Tuesday, June 17

It’s interesting to me how we cling to the past, at least a lot of us do, I’m as guilty as anyone in that respect. It’s fairly useless, isn’t it. I’m quite determined to get on with things now, focus primarily on the immediate; even what’s ahead is of only finite consequence, particularly if you consider that you may not even be around when that distant moment arrives.

I suppose what is depressing then is that you have to sort of clean house; determine which things in your life are genuinely current and which things are hanging on from the past unproductively. It’s a comfort thing for most right? It’s easy to be around the familiar, even if it’s not really contributing anything to your life. At the same time, I suspect that those people who are genuinely happy are those that are living in the moment. It’s a cliché of course, but in this case, I think it’s one that might be useful to consider taking on.

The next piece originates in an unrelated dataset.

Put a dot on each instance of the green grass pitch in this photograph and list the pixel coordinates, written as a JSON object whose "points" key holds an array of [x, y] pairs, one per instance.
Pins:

The thing that got me thinking about this was the smell of today. I write about smells a lot I’ve noticed; they tend to throw me backwards in time quite violently and always with a very visceral bitch slap. Today didn’t smell like any particular day but rather a segment of time; that is often the case. It was the smell of sad which wouldn’t have been immediately apparent to most people. It was so fresh and hopeful outside, but I suspect things were going stale and bitter for me the last time I really stopped to notice that particular smell, that would explain the gut lurch I felt.



Funny thing, I really like being alone. When I try to imagine another relationship, I kind of feel sick. I don’t think I can do it again, I don’t think I want to. How many times do you want to get your heart drop kicked, regardless of your best intentions? Me, I’ve reached my limit.

I hate what I’ve just written here. It bores me senseless. I’m going to take my camera out later on today and see what I can capture. Then I might go for a beer with a friend. We’ll see what the day brings, later is too far ahead for me to really know yet!

1 dirty hippies blowing your mind:

TS said...

Smells have the same affect on me. There have been times when I come across a random smell and it's enough to bring me to tears.

Songs and smells bring back vivid memories more than anything, for me. Usually for the worst.